Tuesday, May. 08, 2012 @ 8:13 pm
In Camp



I'm in camp. Had dinner in the caf with an older surveyor who I immediately took a shine too - quiet, fit, bright eyes. Now I'm lying in bed, voices in the hallway, the distant chatter of TVs. Typing this on my phone on spotty wifi.

Yesterday: stress seeping from my pores. We got an offer on the house. I had to decide whether to accept it sitting in a trailer full of raucous 20 year old materials testers. Had to find a printer and scanner in camp. Total disaster.

Driving around the mine site. Mud from 24 hrs of torrential rain. Excavator slithers into a sinkhole.

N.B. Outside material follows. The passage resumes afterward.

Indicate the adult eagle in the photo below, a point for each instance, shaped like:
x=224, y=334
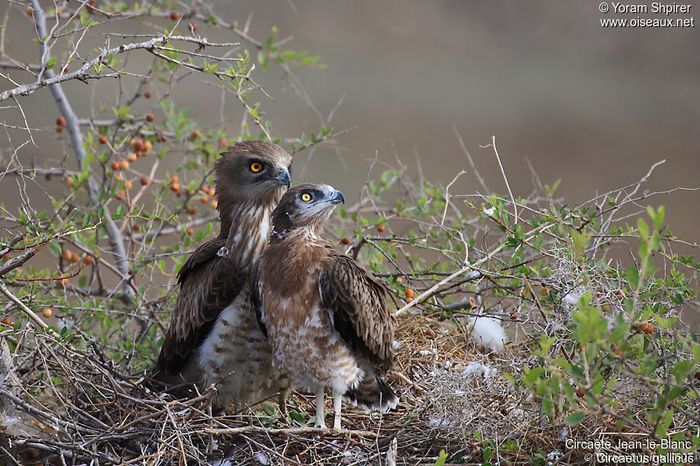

In the office trailer I sit silent and sullen. I'm gently teased for being skinny. For being quiet. I'm in a small space full of guys and am not the slightest bit interested in any of them. The feeling is probably mutual.

But I like Cliff, and I talk with him over dinner. And at breakfast an engineer from the office is here, and I'm so thankful he's here, and there is warmth in his smile. In that moment I am so happy - a bowl of oatmeal and berries, clean and dry Carhartts, and Fred's smile.

I walk down the dorm hallway just before sunset. It's a womens dorm of 44 rooms. I haven't seen any other women who are white. First Nations women, working the kitchens and the laundry. I am jealous of their familial ties, their friendships. I smile and keep my head down; I am the outsider.

I am already nostalgic for the North. My most authentic experience, in a remote camp laced with tuberculosis. Where I am silent and observing and blending into the crowd. The old boys, the oil rig exports, the greenhorns. A few tough chicks. The owner's team in slacks and pristine work vests. And me.